# Cleaning Whitewalls



## Monark52 (Sep 15, 2007)

The best product for cleaning white wall tires is Westleys Bleachwhite.
Just spray it on and watch it dissolve anything! The best!! 
Try not to breath the fumes though,it kinda burns the nose!  :eek:


----------



## cman (Oct 3, 2007)

I just used my Orange Goop-handcleaner and it works great also.  A little elbow grease is required


----------



## oldroads (Nov 1, 2007)

We've had good luck with Dyna-White.
It's about $5 for a 16 oz bottle, purchased from our local auto parts store.

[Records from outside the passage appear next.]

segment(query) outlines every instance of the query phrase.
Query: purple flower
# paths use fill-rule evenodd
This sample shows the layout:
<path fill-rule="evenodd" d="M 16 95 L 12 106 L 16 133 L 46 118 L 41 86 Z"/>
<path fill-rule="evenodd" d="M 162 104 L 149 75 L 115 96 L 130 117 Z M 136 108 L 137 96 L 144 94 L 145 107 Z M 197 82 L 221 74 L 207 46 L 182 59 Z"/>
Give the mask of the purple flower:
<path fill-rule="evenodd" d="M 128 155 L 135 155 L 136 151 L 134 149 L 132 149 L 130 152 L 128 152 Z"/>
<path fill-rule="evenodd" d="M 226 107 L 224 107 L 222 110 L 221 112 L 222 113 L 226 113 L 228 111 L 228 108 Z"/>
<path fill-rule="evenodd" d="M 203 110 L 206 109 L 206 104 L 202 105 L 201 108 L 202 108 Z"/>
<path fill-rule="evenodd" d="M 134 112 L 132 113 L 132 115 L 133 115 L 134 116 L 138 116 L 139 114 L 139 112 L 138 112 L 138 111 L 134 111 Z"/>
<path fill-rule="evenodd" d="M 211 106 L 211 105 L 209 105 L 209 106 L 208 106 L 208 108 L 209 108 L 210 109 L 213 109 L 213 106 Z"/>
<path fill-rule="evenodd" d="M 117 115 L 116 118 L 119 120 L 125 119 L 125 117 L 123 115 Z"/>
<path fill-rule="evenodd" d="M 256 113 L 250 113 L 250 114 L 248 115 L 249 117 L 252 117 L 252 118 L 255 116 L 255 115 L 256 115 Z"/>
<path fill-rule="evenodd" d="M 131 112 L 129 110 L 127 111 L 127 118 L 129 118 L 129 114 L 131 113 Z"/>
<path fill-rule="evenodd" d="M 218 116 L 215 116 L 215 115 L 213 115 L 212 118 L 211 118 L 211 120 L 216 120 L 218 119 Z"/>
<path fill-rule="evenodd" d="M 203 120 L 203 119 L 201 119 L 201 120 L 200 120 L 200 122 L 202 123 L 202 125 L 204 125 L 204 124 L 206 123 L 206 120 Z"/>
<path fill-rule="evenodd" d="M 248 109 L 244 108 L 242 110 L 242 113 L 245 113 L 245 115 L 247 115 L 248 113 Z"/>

Vin - Menotomy Vintage Bicycles
http://OldRoads.com


----------



## erick67 (Nov 3, 2007)

westley bleach white!the best!


----------



## dougfisk (Jul 3, 2008)

*westley bleach white - careful!*



erick67 said:


> westley bleach white!the best!





Works great, but do NOT use while tire is mounted on painted rim.  It is powerfully caustic and WILL discolor paint.


----------



## sensor (Jul 4, 2008)

simple green works great and is fairly cheap
but if your going to do alot of cleaning the best bet would be productions slam or red hot ...$20 for a gallon but you can mix with water at whatever ratio you need(50/50 works great)


----------



## Siz4sk (Jul 14, 2008)

Second to that on using Simple Green, the foam tire one IMO is better than spray version. So yes Simple Green all the way. Try using simple green mixed with dove as well, works wonders.


----------



## partsguy (Aug 13, 2008)

I have a Muscle Bike I race and I don't care about the condition of my whitewalls. I just let the lead out and enjoy it. I enjoy it more when it kicks butt!


----------